2. a) Selon la jurisprudence et la doctrine, une autorité ne peut rendre une décision de constatation, au sens des art. 5 al. 1 let. b et 25 PA, que lorsque la constatation immédiate de l'existence ou de l'inexistence d'un rapport de droit est commandée par un intérêt juridique actuel, digne de protection, auquel ne s'opposent pas de notables intérêts publics ou privés, et à condition que cet intérêt digne de protection ne puisse pas être préservé au moyen d'une décision formatrice, c'est-à-dire constitutive de droits ou d'obligations (ATF 108 Ib 546 consid. 3, ATF 107 Ib 250 consid. 2a, ATF 102 V 148, ATF 100 Ib 327 consid. 2; RCC 1986 p. 51; RAMA 1985 No K 627 p. 130 ss et 1984 No K 579 p. 113; IMBODEN/RHINOW, Schweizerische Verwaltungsrechtsprechung, 5e éd., No 36 p. 220 ss, en particulier p. 223 let. d; Gygi, op.cit., p. 144; GRISEL, Traité de droit administratif, p. 867).

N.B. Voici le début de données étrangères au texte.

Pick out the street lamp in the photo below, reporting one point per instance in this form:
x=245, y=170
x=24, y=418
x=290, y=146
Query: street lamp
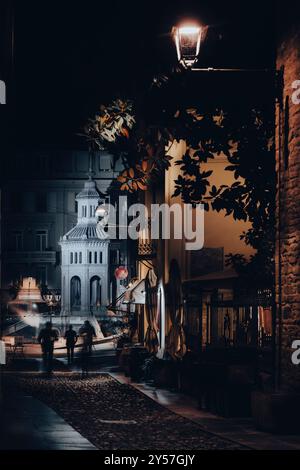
x=187, y=39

En ce qui concerne le statut des assurés en matière de cotisations AVS, la jurisprudence considère qu'il peut, à lui seul, donner lieu à une décision de constatation lorsqu'un intérêt majeur exige l'examen préalable de cette question. Il en va ainsi dans certains cas complexes, dans lesquels l'on ne peut raisonnablement pas exiger que des décomptes de cotisations paritaires compliqués soient effectués avant que l'existence d'une activité lucrative dépendante et l'obligation de cotiser de l'employeur visé aient été établies. Une telle situation peut se présenter notamment lorsque de nombreux assurés sont touchés par la décision notifiée à leur employeur commun, relative à leur situation de personnes salariées, tout particulièrement si le nombre de ces assurés est si élevé que l'administration ou le juge est dispensé de les appeler à intervenir dans la procédure en qualité d'intéressés (ATFA 1960 p. 221 consid. 1; RCC 1986 p. 51, 1978 p. 466 consid. 1; GOSSWEILER, Die Verfügung im schweizerischen Sozialversicherungsrecht, thèse Berne 1983, p. 119 ss, et les arrêts cités).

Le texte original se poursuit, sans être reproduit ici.